An eventual biomarker?
In their search for genetic explanations of particular autism disorders, researchers have focused mostly on spontaneous mutations and having too many or too few copies of a gene to explain how autism arises in otherwise non-autistic families, Morrow said. Runs of homozygosity appear to be another place to look.
It is too soon to say, however, that homozygosity is a clinically useful biomarker, Morrow said, but with much more work it could prove to be.

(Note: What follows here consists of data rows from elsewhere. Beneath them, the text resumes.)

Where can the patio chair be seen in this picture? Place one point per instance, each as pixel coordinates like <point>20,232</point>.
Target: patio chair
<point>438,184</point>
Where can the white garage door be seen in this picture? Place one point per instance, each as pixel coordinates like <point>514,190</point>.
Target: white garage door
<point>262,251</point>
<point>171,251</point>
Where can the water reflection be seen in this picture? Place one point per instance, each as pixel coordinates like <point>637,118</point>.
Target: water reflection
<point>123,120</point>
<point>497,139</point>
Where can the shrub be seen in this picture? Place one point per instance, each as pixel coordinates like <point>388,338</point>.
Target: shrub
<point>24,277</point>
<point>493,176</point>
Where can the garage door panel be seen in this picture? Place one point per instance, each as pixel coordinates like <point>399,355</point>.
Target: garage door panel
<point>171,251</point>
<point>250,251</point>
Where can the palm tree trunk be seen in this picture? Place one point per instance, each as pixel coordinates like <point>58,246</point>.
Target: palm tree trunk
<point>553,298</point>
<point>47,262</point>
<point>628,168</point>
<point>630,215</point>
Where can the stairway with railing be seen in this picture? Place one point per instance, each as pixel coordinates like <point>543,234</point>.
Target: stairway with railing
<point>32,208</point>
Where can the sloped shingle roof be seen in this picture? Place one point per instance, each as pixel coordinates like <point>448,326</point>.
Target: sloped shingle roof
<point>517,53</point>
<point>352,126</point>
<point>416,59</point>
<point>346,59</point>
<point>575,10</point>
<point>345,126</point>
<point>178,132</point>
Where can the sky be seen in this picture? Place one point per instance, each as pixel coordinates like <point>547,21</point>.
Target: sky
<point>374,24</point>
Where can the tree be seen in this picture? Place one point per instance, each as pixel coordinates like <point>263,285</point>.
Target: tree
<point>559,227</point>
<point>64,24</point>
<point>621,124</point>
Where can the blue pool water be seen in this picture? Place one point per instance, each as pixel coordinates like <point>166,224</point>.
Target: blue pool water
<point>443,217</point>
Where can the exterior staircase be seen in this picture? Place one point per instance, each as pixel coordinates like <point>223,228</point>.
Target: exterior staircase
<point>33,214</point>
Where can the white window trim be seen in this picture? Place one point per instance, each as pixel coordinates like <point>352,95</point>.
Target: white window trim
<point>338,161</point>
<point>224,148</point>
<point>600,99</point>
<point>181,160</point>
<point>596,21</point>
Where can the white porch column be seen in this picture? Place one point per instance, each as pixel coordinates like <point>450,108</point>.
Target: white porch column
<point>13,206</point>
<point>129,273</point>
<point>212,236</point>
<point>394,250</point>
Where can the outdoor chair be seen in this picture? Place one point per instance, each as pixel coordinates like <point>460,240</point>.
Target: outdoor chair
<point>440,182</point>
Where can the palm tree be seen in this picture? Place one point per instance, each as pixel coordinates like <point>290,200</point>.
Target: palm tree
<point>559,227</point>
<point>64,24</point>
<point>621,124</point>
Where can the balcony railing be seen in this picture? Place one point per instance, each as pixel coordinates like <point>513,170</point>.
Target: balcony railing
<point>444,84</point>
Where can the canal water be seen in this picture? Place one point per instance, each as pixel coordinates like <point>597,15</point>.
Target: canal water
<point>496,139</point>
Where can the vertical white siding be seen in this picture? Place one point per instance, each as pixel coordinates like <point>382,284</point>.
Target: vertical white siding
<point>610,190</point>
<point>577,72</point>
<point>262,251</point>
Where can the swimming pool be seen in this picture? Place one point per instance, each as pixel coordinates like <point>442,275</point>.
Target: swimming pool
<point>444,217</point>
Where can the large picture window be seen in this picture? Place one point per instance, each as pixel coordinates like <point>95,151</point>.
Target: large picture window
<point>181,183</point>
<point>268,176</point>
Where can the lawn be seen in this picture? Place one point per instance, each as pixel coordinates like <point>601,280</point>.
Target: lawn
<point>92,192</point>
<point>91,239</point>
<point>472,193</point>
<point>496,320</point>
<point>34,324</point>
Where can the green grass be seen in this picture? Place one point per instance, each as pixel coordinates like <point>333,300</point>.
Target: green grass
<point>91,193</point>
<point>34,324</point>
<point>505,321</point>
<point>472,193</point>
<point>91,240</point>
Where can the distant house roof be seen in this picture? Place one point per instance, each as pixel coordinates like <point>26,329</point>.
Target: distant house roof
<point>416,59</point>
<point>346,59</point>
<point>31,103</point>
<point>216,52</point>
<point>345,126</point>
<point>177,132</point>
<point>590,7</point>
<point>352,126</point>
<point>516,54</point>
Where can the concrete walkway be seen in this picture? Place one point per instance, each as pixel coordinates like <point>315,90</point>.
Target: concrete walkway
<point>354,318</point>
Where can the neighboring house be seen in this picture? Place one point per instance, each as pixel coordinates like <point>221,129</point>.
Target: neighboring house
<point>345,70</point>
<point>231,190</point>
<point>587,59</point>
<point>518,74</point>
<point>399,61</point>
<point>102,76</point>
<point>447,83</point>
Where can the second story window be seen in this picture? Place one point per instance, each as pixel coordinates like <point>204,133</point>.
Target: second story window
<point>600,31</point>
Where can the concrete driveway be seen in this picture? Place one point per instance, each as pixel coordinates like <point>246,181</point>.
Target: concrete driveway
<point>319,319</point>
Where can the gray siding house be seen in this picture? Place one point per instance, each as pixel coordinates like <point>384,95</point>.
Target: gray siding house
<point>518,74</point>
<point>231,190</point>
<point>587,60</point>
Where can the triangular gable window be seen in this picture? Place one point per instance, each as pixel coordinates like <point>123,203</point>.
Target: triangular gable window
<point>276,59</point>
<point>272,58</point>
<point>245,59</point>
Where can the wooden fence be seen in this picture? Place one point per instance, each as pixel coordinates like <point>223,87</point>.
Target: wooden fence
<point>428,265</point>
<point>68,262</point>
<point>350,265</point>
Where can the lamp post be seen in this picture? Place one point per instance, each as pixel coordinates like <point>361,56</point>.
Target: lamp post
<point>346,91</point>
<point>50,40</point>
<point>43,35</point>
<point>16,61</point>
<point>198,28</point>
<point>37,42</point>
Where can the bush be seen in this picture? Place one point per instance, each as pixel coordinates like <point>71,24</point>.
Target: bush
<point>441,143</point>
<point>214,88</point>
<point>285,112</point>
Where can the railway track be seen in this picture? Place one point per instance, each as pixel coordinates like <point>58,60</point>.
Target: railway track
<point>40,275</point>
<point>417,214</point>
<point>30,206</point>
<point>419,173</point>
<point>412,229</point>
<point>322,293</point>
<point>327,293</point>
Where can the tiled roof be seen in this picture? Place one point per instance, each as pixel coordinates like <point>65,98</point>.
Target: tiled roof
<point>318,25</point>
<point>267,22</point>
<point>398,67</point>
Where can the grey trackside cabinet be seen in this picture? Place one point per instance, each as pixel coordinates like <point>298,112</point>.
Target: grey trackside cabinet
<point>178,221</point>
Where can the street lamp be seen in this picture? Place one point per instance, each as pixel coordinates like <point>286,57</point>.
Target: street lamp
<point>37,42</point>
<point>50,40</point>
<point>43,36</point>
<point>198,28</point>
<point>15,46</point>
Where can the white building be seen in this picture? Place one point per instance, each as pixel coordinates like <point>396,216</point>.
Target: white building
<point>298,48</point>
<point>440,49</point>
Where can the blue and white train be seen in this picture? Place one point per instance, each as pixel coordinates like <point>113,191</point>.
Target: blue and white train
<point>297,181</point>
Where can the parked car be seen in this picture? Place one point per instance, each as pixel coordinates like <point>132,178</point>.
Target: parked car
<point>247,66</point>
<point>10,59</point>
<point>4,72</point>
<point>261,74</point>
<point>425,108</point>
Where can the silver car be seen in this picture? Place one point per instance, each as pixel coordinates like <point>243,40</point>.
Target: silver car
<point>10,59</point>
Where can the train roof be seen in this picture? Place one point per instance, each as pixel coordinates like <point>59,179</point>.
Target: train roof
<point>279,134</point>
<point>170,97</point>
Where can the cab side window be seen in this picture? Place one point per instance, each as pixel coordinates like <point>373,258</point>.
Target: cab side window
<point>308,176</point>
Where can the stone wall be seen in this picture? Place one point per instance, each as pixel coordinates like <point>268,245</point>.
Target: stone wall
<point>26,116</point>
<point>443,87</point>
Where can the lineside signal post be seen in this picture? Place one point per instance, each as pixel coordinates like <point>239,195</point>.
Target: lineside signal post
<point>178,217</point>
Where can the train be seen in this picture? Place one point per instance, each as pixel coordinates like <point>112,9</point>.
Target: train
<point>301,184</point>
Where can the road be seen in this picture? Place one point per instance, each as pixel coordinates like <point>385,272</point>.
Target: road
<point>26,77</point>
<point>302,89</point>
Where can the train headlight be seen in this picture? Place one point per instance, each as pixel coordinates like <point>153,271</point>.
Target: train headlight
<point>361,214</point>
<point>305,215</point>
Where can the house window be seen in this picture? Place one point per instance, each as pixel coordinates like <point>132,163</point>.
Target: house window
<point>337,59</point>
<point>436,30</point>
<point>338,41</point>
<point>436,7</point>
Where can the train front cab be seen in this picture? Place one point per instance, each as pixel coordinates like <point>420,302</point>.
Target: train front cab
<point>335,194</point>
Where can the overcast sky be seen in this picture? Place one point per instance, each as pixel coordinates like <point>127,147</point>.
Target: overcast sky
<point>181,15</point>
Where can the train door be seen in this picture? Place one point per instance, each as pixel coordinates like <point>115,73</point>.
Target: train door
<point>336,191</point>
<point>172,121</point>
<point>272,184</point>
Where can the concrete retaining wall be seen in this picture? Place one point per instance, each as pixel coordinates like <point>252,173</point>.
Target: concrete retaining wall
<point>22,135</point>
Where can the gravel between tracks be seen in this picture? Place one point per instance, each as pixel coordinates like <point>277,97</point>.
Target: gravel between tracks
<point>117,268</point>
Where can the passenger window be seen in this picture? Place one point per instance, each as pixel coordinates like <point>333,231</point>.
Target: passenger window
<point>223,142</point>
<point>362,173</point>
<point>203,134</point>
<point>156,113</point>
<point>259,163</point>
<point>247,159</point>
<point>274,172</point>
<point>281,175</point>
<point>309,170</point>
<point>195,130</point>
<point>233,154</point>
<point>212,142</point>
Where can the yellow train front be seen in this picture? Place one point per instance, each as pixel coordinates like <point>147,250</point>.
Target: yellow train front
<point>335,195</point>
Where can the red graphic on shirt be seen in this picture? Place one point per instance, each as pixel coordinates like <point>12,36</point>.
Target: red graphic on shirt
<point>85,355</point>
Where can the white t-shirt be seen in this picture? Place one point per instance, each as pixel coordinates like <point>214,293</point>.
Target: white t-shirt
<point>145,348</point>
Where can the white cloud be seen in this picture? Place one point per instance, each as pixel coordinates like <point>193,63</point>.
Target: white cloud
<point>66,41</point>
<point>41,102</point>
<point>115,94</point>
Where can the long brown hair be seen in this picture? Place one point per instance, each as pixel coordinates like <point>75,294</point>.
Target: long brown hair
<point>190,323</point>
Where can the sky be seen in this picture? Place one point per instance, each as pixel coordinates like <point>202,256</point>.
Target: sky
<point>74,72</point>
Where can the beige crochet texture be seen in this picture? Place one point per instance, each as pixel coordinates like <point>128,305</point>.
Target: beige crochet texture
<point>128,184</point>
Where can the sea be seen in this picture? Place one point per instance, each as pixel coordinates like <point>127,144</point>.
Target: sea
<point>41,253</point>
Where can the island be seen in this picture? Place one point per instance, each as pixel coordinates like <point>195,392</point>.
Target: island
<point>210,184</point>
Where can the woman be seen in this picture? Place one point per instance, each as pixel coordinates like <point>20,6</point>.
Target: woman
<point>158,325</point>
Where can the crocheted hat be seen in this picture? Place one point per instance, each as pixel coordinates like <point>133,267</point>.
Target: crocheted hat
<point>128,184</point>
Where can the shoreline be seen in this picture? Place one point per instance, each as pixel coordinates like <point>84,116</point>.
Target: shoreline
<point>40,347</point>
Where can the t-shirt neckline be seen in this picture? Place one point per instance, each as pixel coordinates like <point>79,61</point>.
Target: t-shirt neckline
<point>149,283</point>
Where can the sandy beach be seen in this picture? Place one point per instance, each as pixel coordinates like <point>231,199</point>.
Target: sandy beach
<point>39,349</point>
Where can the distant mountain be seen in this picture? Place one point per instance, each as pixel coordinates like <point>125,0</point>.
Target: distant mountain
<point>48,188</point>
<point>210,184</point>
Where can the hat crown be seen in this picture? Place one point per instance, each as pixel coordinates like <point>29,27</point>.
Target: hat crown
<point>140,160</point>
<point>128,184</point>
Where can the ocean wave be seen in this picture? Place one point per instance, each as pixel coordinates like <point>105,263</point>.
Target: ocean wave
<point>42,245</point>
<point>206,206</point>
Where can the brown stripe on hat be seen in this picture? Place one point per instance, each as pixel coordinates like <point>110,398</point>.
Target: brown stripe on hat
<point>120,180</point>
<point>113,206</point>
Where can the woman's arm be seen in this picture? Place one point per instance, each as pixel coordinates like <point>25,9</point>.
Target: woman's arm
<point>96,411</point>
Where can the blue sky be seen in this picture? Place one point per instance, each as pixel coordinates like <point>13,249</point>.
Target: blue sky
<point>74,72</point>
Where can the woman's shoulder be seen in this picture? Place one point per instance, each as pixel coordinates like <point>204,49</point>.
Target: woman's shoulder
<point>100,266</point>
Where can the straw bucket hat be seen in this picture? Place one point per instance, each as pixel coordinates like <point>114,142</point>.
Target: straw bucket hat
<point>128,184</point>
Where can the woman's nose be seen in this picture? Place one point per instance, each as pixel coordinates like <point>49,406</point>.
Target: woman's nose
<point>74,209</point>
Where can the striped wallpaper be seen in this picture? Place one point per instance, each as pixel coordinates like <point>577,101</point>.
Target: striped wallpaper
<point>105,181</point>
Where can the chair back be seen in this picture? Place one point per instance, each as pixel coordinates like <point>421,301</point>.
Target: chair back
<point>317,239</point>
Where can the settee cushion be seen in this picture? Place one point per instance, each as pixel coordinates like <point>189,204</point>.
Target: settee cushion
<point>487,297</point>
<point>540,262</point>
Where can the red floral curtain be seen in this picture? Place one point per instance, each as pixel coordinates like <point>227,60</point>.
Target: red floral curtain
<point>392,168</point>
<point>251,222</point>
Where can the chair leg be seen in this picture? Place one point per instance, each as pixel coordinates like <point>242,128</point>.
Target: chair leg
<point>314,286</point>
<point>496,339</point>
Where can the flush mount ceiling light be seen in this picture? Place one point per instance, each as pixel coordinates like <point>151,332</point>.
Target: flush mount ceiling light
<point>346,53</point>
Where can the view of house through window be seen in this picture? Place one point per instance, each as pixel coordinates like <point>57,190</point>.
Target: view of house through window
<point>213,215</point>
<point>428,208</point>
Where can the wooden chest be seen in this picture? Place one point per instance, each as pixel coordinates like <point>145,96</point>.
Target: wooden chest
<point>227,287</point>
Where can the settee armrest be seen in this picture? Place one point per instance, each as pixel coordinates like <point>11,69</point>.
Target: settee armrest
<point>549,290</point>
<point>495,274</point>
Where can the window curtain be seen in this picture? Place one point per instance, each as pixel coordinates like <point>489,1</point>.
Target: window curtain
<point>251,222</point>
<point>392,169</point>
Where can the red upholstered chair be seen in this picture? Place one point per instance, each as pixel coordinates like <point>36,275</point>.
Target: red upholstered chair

“It’s an exciting possibility,” said Morrow, who is also affiliated with the Brown Institute for Brain Science. “It could be in the picture where, if you have a person with autism and who has some degree of intellectual disability, and you see also they have large runs of homozygosity, then together you could say that constellation of symptoms might help us predict that they’d be less responsive to conventional treatments and we’d have to discern a new treatment pathway.”
In addition to Gamsiz and Morrow, the paper’s other authors from Brown are Emma Viscidi, Abbie Frederick, Shailender Nagpal, Michael Schmidt, Elizabeth Triche and Sorin Istrail; Stephan Sanders, Michael Murtha and Matthew State at Yale; Daniel Geschwind at the University of California–Los Angeles; Edwin Cook at the University of Illinois–Chicago; and Bernie Devlin at the University of Pittsburgh.
The Simons Foundation supported the research with grant SFARI 124827EM. Morrow is also supported by the Burroughs Wellcome Fund and the National Institutes of Health. Gamsiz’s fellowship is supported by Lifespan, the Brown Institute for Brain Science, and the Norman Prince Neurosciences Institute.